Modelo de cozinhas voltadas exclusivamente para entregas pode elevar margem de lucro em até 20% em regiões de alta demanda
O retorno das operações da 99Food ao mercado brasileiro, com foco inicial em São Paulo, tem acirrado a concorrência no setor de delivery e reforçado a busca por modelos mais eficientes de operação. Segundo a empresa, os resultados registrados na capital paulista ficaram acima do esperado logo nas primeiras semanas de atuação.
Em agosto, na retomada em São Paulo, a plataforma alcançou cerca de 20 mil restaurantes cadastrados, considerando a capital e outras regiões metropolitanas. Do investimento de R$ 1 bilhão anunciado para o relançamento no país, aproximadamente R$ 500 milhões já foram direcionados ao estado.

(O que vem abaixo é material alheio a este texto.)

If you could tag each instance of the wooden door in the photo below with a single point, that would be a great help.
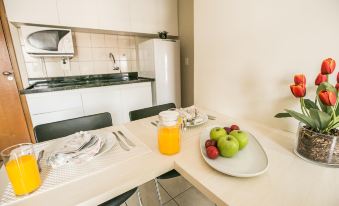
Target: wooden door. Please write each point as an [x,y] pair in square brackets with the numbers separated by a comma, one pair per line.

Antes disso, um projeto-piloto realizado em Goiânia havia sinalizado o potencial da operação: em 45 dias, foram registrados mais de 1 milhão de pedidos, segundo a empresa. Em São Paulo, a estratégia incluiu tarifas reduzidas e ofertas para atrair tanto consumidores quanto estabelecimentos parceiros.
A intensificação da competição no delivery tem ampliado a demanda por dark kitchens, cozinhas dedicadas exclusivamente ao atendimento de pedidos online, sem salão ou atendimento presencial. De acordo com dados do setor, esse modelo pode gerar margem de lucro até 20% superior à de restaurantes tradicionais, principalmente em bairros com alta densidade de pedidos e exigência logística.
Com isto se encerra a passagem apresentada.